On June 3, Birgitte Beck Pristed, Associate professor of School of Culture and Society - Russian and Balkan Studies at Aarhus University (Denmark) presented a paper based on her new book “The New Russian Book: A Graphic Cultural History” (Palgrave 2017) at the Research Center for Contemporary Culture Academic Seminar.
Based on her monograph "The New Russian Book: A Graphic Cultural History" (Palgrave 2017), Birgitte Beck Pristed
took up the obtrusive problem of visual representation of fiction in contemporary Russian book design. By analyzing a broad variety of book covers, she illustrated a radically changing notion of literature in the transformation of Soviet print culture to a post-Soviet book market and delivers a profound and critical exploration of Russian visual imaginary of popular fiction.
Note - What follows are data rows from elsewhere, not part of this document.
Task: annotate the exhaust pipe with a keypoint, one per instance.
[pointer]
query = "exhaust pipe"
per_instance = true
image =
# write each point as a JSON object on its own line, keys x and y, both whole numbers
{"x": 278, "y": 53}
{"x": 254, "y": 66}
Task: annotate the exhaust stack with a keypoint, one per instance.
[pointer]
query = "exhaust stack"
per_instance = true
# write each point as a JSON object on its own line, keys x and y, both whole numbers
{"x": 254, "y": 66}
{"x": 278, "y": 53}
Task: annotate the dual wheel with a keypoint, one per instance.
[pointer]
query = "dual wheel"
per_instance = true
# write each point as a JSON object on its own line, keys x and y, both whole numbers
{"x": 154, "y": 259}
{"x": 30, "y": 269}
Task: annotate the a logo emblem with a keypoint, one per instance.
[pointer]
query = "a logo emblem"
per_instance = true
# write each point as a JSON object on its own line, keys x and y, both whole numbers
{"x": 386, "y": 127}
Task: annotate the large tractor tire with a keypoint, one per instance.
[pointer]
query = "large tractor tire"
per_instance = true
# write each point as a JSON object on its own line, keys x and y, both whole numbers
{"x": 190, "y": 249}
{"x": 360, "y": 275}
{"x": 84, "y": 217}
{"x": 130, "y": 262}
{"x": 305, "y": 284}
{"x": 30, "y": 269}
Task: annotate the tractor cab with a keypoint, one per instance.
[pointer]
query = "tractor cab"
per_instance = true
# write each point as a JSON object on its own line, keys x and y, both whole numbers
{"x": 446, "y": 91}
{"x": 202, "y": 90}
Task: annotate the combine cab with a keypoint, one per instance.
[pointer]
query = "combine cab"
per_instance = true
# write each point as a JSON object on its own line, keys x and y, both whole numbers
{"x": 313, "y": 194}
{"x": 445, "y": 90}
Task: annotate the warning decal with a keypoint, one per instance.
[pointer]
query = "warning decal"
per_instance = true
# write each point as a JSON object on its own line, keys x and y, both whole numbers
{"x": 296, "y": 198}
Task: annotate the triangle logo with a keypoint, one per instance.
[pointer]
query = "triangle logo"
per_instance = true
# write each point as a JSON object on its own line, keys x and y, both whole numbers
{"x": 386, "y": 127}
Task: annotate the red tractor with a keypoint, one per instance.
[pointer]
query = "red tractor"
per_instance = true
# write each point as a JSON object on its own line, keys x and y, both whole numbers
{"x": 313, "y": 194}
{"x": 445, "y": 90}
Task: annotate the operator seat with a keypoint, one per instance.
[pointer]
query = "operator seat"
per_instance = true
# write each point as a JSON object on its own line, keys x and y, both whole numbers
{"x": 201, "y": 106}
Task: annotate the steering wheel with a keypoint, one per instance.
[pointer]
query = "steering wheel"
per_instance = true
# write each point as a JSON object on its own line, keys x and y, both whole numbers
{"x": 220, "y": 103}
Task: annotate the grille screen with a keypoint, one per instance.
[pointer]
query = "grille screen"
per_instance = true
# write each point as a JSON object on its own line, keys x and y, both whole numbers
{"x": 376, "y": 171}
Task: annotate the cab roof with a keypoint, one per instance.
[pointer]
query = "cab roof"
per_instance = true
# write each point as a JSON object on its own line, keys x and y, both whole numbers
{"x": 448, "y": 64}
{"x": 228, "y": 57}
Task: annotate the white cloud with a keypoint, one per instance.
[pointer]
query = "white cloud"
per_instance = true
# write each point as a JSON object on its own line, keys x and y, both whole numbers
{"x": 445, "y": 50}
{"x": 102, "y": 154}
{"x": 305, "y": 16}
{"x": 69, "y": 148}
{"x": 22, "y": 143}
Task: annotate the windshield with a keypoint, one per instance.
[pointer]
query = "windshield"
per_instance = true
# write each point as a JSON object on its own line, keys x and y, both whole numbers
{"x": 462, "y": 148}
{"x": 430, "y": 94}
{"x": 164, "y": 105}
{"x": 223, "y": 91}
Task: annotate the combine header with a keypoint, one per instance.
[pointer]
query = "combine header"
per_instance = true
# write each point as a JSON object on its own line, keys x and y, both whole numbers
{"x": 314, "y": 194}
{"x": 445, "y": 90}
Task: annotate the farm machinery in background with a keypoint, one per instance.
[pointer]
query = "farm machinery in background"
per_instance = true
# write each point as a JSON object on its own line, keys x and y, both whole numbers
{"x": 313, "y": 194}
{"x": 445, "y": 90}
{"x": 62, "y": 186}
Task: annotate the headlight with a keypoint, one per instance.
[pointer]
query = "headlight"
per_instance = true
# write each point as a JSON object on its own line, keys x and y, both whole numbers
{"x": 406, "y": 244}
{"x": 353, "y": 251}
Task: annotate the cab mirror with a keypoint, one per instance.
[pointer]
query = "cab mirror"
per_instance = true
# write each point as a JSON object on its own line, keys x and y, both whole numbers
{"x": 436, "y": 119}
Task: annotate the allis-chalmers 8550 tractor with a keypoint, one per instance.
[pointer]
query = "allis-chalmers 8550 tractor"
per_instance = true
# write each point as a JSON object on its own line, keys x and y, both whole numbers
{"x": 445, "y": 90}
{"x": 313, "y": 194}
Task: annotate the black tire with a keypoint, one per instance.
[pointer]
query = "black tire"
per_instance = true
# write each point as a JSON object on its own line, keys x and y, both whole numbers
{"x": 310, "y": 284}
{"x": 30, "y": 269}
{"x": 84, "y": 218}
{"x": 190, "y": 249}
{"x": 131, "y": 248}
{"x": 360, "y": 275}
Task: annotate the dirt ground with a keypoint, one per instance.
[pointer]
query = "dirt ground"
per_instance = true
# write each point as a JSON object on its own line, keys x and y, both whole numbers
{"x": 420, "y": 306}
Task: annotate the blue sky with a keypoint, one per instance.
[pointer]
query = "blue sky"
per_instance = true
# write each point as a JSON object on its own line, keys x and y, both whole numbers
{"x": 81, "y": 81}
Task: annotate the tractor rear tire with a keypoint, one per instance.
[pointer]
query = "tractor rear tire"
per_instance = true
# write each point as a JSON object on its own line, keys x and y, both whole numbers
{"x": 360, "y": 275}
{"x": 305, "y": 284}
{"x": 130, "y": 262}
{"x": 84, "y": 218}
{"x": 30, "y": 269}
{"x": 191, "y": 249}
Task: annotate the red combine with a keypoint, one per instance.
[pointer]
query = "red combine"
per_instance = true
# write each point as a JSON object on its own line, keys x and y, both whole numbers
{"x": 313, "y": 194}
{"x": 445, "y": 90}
Pristed presented the case of how the relatively unknown crime fiction writer James Hadley Chase’s translated novel "Ves’ mir v karmane" (The World in My Pocket) was transferred from West to East and enjoyed an incredible boom, as Western popular fiction entered the new Russian book market. By taking a comparative approach to the clash of two formerly separate book cultures, the Western and the Soviet, Pristed uncovered the mixture of highbrow and lowbrow forms and ideological re-interpretations of Chase's work, in the cross field of contemporary book and media history, art, design, and visual studies.